If it hasn’t been established by now, MG is a sports car marque from the mid-1920s and it was registered by the defunct MG Car Company Ltd. The marque has changed many hands since its inception and its latest owner, SAIC Motors a.k.a. Shanghai Automotive Industry Corporation as it was formerly known, is a Chinese automotive conglomerate that has a seemingly insatiable appetite for growth and the financial muscle to get noticed by the big boys from Wolfsburg and Detroit.
SAIC has established four major manufacturing bases across China: Lingang, Nanjing, Henan and Fujian, where MG cars are built. SAIC also produces MGs in Thailand, where they have set up their 2nd facility at Rayong. Presently, MG cars are sold in the United Kingdom, China, Thailand, Philippines, Australia and the Middle East. SAIC is all set for their Indian innings with MG, and are scheduled to begin operations at Halol, India, in the second quarter of 2019. The Halol plant is currently capable of churning out 80,000 cars each year and can be expanded to handle an additional 1 lakh cars should the requirement present itself.
An investment of 500 million USD is being considered for the first phase of SAIC Motors and MG's expansion in India, and it is claimed that this investment should be sufficient for the first 3 years of production and service. A sprawling office space, as well as a MG exclusive brand-store, is also in the pipeline, and this would require an additional 100 crore investment according to SAIC Motors.
Having expressed their intention to penetrate the brand / price sensitive market that India is, SAIC Motors invited us over to the Mecca of MG – Oxford, United Kingdom, earlier this year. The media contingent sampled some of the most desirable cars from the brand's golden age of motoring.

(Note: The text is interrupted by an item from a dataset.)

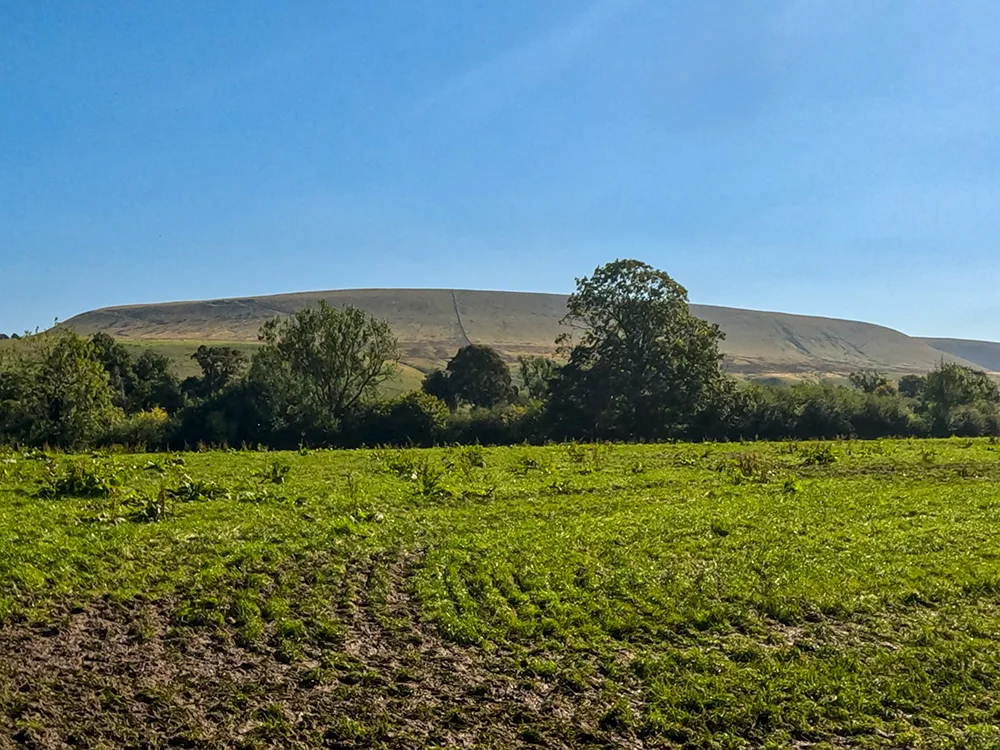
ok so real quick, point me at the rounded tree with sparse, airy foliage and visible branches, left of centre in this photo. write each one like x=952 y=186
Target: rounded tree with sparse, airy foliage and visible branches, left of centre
x=316 y=367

This time, however, they summoned us to China, where they have been carrying out operations since the brand’s acquisition by Nanjing Automobile Group in the mid-2000s. Whilst the Oxford visit was purely a marketing exercise, and an event organized to showcase the brand’s history and heritage, the visit to Shanghai was to give the media a sneak peek at their latest portfolio and to demonstrate their abilities in R&D and manufacturing.